Get a vacuum or attachment that is really good at hard floors - I just did this for my vacuum and holy hell does it make a huge difference.

I also wear socks or slippers - they're like portable carpet that you can wash!
posted by bookdragoness at 6:00 PM on August 18, 2014


Response by poster: All of these are great! The dog could stand to be brushed more often for sure. He's on like a once a weekish schedule. I'm totally okay with the germ aspect (baby and dog spent half an hour playing with a Kong tonight, FWIW) but the hair covering the poor boy's clothes is getting old.

Also, rugs. It didn't occur to me that they would help. I don't know why.
posted by checkitnice at 6:21 PM on August 18, 2014


Seconding erst. Furminator every day. We have pretty much the exact same scenario and once we started brushing our dog daily, the hair went down TREMENDOUSLY. And the added benefit is that once you are on the daily schedule, the brushing is 10x easier and faster. Morning poop/pee, brush for 3 minutes and done.
posted by wile e at 7:04 PM on August 18, 2014


Roomba, Roomba, Roomba. Daily.
posted by shazzam! at 8:01 PM on August 18, 2014 [2 favorites]


My cousin has this robotic vacuum that trawls around the house on autopilot, banging into walls and sucking up dog hair. It might be called a robomaid. Anyway, I have never heard anyone praise an appliance as much and I have to admit it's pretty impressive.
posted by Under the Sea at 8:37 PM on August 18, 2014


I should add, it's always on, when it gets low on battery it finds its portal and recharges itself before trooping off around the house again on its merry way.
posted by Under the Sea at 8:40 PM on August 18, 2014 [1 favorite]


Synthetic fibres tend to acquire the opposite electrostatic charge from protein fibres; cotton is somewhere in between.
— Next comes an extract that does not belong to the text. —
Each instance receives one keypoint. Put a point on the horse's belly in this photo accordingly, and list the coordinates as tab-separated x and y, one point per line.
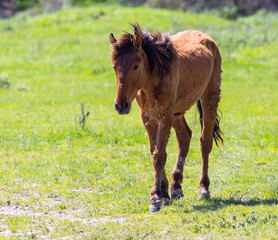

So if you choose acrylic rugs, and stick with 100% cotton and 100% wool for little checkitnice's clothing, you should find that more dog hair ends up clinging to the rugs than the baby.
posted by flabdablet at 4:02 AM on August 19, 2014


Another vote for the roomba. We have a short haired Chihuahua mix and I didn't know a little dog could shed so much hair, it was everywhere all the time. It didn't matter how much I swept (granted it wasn't as often as I should have). That little robot vacuums every day and it is a god send no more blanket of white hair. Love Love Love it. Expensive but worth every dime.
posted by okieangel at 2:50 PM on August 19, 2014


yea we have 2 long-haired cats and hardwood floors and oh by the great flying spaghetti monster the endless tumbleweeds of cat hair they do shed. Despite daily brushings, even. I can't imagine how much a large dog would produce.

Like many others above we finally sucked it up, shut our eyes and procured a Roomba (robot vacuum). It has made all the difference in the world and I would buy it again at twice the price.